63. yayın yılına girmek üzere olan Sigorta Dünyası’nın en çok ilgi gören köşelerinden biri olan, geçmiş zaman haberlerine yer verdiğimiz “Arşivden” sayfasını sitemize taşıyoruz. Bundan böyle bu kategori başlığı altında, Sigorta Dünyası’nda yayınlanan ayın Arşivden sayfasına yer vereceğiz. İyi okumalar dileriz.
****
Başlığı gördüğünüzde hayat sigortasının günümüzdeki durumundan bahsedildiğini sanabilirsiniz. Ancak, başlık ve altındaki yazı yaklaşık 50 yıl öncesine ait.
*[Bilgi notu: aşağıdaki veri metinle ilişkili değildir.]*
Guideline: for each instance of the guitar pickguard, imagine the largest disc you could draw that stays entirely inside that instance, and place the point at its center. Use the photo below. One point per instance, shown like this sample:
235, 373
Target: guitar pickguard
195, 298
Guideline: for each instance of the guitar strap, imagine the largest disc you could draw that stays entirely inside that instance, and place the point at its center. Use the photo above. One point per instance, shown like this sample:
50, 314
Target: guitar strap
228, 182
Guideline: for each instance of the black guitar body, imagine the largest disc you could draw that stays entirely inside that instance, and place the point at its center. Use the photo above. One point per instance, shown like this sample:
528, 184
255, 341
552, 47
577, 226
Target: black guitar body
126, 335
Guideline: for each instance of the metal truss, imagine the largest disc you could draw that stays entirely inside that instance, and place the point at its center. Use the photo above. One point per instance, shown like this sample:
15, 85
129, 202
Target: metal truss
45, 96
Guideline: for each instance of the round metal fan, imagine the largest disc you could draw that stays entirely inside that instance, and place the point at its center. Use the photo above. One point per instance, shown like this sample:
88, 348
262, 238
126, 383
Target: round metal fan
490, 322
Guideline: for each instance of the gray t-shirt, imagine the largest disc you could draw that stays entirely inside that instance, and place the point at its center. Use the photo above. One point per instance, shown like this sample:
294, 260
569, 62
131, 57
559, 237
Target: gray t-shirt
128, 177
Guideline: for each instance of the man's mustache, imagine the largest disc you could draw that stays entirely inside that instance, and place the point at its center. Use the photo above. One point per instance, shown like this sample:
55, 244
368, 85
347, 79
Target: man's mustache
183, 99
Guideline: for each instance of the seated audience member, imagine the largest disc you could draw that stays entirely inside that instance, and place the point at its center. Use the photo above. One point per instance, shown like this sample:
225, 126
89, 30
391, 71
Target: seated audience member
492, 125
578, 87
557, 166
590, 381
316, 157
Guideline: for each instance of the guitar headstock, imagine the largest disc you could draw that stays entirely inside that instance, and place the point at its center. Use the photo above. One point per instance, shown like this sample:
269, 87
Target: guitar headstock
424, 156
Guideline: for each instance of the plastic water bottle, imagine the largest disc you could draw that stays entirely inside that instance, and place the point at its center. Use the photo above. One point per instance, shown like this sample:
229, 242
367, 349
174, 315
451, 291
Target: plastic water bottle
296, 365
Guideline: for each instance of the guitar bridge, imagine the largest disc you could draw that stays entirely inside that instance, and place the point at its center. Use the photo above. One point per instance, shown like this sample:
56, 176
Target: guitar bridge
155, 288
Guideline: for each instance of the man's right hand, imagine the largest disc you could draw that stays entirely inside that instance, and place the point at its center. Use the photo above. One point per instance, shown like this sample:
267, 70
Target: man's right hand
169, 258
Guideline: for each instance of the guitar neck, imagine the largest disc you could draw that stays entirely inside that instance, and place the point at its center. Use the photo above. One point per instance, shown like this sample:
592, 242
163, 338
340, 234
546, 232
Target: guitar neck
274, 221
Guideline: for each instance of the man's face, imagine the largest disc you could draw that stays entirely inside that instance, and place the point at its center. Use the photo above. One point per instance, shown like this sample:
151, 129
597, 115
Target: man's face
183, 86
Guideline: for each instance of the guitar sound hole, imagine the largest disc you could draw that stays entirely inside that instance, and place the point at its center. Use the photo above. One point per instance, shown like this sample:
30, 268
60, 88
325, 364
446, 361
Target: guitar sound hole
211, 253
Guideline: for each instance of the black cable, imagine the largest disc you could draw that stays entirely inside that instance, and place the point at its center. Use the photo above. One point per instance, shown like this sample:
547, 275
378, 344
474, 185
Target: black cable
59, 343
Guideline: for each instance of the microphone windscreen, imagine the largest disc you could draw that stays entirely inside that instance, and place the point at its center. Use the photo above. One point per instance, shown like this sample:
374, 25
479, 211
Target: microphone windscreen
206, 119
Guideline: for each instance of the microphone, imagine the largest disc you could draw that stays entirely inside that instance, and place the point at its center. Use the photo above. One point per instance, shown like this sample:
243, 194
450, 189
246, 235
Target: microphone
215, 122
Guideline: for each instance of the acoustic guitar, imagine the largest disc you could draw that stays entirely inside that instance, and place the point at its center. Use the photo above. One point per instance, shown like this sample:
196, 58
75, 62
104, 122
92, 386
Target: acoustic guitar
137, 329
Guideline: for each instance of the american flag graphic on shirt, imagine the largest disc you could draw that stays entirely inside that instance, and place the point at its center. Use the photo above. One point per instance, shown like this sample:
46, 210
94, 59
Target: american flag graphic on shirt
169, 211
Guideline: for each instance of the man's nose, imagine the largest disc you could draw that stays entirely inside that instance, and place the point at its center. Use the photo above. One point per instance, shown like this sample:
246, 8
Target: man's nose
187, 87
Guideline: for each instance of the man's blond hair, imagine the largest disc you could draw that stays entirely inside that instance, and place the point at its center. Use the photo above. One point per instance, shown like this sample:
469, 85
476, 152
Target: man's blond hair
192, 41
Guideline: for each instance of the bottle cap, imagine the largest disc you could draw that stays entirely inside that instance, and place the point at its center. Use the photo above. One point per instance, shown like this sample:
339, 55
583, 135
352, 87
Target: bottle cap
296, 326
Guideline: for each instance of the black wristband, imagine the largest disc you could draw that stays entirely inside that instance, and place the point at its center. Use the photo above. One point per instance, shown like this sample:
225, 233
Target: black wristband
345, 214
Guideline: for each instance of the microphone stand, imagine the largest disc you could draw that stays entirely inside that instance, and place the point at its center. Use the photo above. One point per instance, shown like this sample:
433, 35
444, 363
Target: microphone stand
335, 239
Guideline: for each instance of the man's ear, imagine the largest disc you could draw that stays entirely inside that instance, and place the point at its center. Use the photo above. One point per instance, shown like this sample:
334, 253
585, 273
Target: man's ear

Sigorta Dünyası’nın o zamanki “Sahibi, Başyazarı ve Yazı İşlerini Fiilen İdare Eden Mes’ul Müdürü” Selim Cavit Yazman, yazısında dünyada en önemli sigorta dallarından biri olan hayat sigortacılığının ülkemizdeki içler acısı durumuna değinerek bunun başlıca nedenleri ve çözüm yolları üzerinde duruyor.
***
Sigortacılıkla az çok ilgisi olan herkesin bildiği şeydir; gelişmiş ülkelerde ve dünya genelinde sigorta primi üretiminin yaklaşık yarısını hayat sigortası primleri oluşturur. Bizde ise bu oran yüzde 15’i bile bulmaz; o da çoğunlukla banka kredileriyle birlikte satılan, çoğu sigortalının tam olarak ne satın aldığını bile bilmediği hayat sigortalarından oluşur.
Selim Cavit Yazman, yazısında, “Batılı sigorta şirketleri durmak bilmez bir çalışma içinde hayat sigortasını en cazip hale, en ziyade güvenilir hale getirmişler, sigorta olacaklara kaçınılması imkansız avantajlar sağlamışlar, yüzde yüz gözle görülür ve elle tutulur kuvvetli ve inandırıcı misaller gösteregelmişlerdir.
Halbuki bizde hayat sigortacılığı yıllardan beri ilerleme kaydetmek şöyle dursun, aksine olarak bir gerileme, hatta hatta büsbütün yok olma tehlikesi içinde olduğu hayret ve esefle görülmektedir.” diyor ve ilgililerin bu makus talihi değiştirecek herhangi bir tedbir almadığını vurguluyor.
Prodüktörlerin sigorta sahteciliği
Yazman, hayat sigortasındaki olumsuz durumun nedenlerini sıralarken sektördeki mesleki eğitim yetersizliğinden, fırsatçı ve kötü niyetli sigorta prodüktörlerinin sahtekârlıklarından (Yazman’ın aktardığına göre, söz konusu prodüktörler bazı hekimlerle işbirliği yaparak sağlığı yerinde olmayan vatandaşlara sağlıklı raporu çıkartıyor, bu kişiler kısa bir süre sonra hayatını kaybedince de şirketler büyük tazminatlar ödemek zorunda kalıyormuş) bahsederek bu konularda gerekli revizyonların yapılmasını öneriyor.
Yazman’ın bahsettiği sigorta sahtekarlıkları spesifik bir durum olabilir. Hayat sigortalarındaki geriliğin esas nedenleri arasında da yer almayabilir. Ancak öyle ya da böyle, belli ki ülkemizde hayat sigortasının önemi baştan beri anlaşılamamış. Vatandaş lüks bir harcama olarak bakmış; sektör biraz da ilgisizliğin ve rantabl olmayışının verdiği yılgınlıkla bu alana yeterince odaklanmamış; düzenleyici otorite hayat sigortasındaki sorunlarla uğraşmayı bir nevi angarya olarak görmüş. Bu faktörler toplumumuzdaki genel sigorta bilincinin yetersizliği, sigortaya kaynak ayırabilecek kesimin azlığı, kronikleşmiş yüksek enflasyon nedeniyle sağlıklı aktüaryel hesap yapılamayışı ve hayat sigortası satışlarında yaşanmış kötü örnekler ile birleşince de hayat branşının kaderi belli olmuş.